Government spokesperson Brigitte Parker said in an email to APTN that Yukon government employees have the right to engage in activities administered by the government and there is a conflict of interest policy in place to manage “these types of situations.”
Parker said government officials were aware of Walchuk’s application and that “the Government of Yukon implemented the necessary steps to meet the Conflict of Interest policy criteria. “
That included removing Walchuk from any activities involving his application and delegating the process to the Executive Council Office’s Major Projects Unit “to further ensure fairness and protect the public interest.”
Jesse Walchuk did not respond to APTN’s request for comment on the recent decision.
He said in a previous email to APTN he tried to meet with LSCFN representatives on two different occasions.

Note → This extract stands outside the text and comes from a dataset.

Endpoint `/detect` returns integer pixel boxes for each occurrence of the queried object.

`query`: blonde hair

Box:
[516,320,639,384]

Those two requested meetings, he said, were refused.
“My intent was to have a respectful conversation where we could learn about potential effects or concerns LSCFN might have, and adjust our application if required,” he said.
Walchuk said despite this, he did his own research in consideration of the First Nation’s traditional land use.
That included adjusting the parcel away from LSCFN land parcels, moving the parcel closer to previous disturbances, applying in an area where other agriculture applications were approved and removing sections that were close to an annotated heritage route.
“I find it extremely frustrating that attempts were made to engage in respectful conversation, but instead LSCFN has chosen to wait until a public forum to issue their letter of concern, citing a number of issues which could have been addressed prior,” he wrote.
“If LSCFN feels their rights under their (Umbrella Final Agreements) are being violated that should be taken up with the Yukon Government, not used against applicants who are simply applying for Agriculture land through an open and existing Yukon Government Policy.”
Land use planning needed
While the application has ultimately not received the green light, Tom said it speaks to the need for land use planning.
She noted land use planning was promised when LSCFN signed its Final Agreements over 20 years ago, but little has been achieved since then.
According to the Yukon Land Use Planning Council’s website, the Northern Tutchone Region, of which LSCFN is a part of, is an area “recommended for future planning.”
“The Yukon Land Use Planning Council is prepared to recommend planning proceed in this region once (First Nation’s) governments and Yukon Government reach a Memorandum of Understanding,” it states.
Chown said if there was a sustainable land use plan the application would never have been considered in the first place.
“It really screams we need land use planning,” she said. “If we had a plan everyone would be on the same page.”
Tom said for now, Elders have suggested placing a moratorium on their traditional territory until land use planning becomes a priority.
“Until that happens, I think that’s the solution for everything that’s going on in the Yukon.”